WO ‘596 thus teaches compositions and methods for treating an opioid use disorder in a subject comprising administering a composition comprising an opioid antigen and adjuvants such as toll-like receptor agonists and alum. WO ‘596 differs from the instant claims in so far as it does not expressly disclose a TLR7/8 agonist, e.g., a compound of Formula II [resiquimod], as the TLR agonist adjuvant.

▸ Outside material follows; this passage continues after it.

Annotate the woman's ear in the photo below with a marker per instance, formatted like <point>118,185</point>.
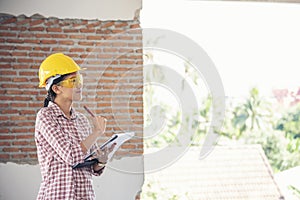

VASILAKOS ET AL. teach that small molecule TLR7/8 agonist have demonstrated potential as vaccine adjuvants, since they directly activate APCs and can enhance both humoral and cellular immune responses (Abstract). They teach the vast majority of vaccine studies performed thus far have been performed with synthetic small molecule imidazoquinolines, such as imiquimod and resiquimod [claimed imidazoquinoline compound of Formula II as recited in claim 4] (Abstract). Regarding alum as a vaccine adjuvant as taught in WO ‘596 and recited in claims 11 and 25, they teach that alum is the most widely used adjuvant in the world today (paragraph bridging p.809-810). They teach that they are purposefully adding defined TLR agonists to vaccine formulations with the intent of improving the effectiveness of vaccines and that the approval of the TLR4 agonist, monophosphoryl lipid A, as a vaccine adjuvant lends credibility to using TLR agonists as vaccine adjuvants (paragraph bridging p.810-811). Regarding combining TLR agonist as vaccine adjuvants, they teach that numerous studies have demonstrated that combinations of TLR agonists, e.g., TLR4 and TLR7/8 (resiquimod) agonists, can be combined to improve DC maturation and B- and T-cell activation (p.814, left column).
DOWLING teaches small molecule TLR7/8 agonists have demonstrated great potential as vaccine adjuvants and the most promising innovations in formulation and use of delivery systems for TLR7/8 agonists include 1) lipidation approaches, 2) encapsulating nanoparticles, 3) adsorption to alum adjuvants, 4) conjugation to polymers or protein Ags, and 5) additive/synergistic admixture combinations with other adjuvants such as TLR4 adjuvants (Figure 2). Regarding incorporating the TLR7/8 agonist into a liposome as recited in claim 8, they teach the TLR7 agonist imiquimod has been encapsulated in an anionic liposome with the TLR4 agonist GLA for use as an adjuvant in a vaccine for malaria (Table II). Regarding combining TLR7/8 agonist with other adjuvants such as a TLR4 agonist as encompassed by claims 9 and 24, they teach that perhaps the most studies combination formulation strategy involves simple coadministration of TLR7/8 adjuvants with TLR4 agonists, simply admixes or in liposomal and emulsion formulations (p.192, left column; Table V).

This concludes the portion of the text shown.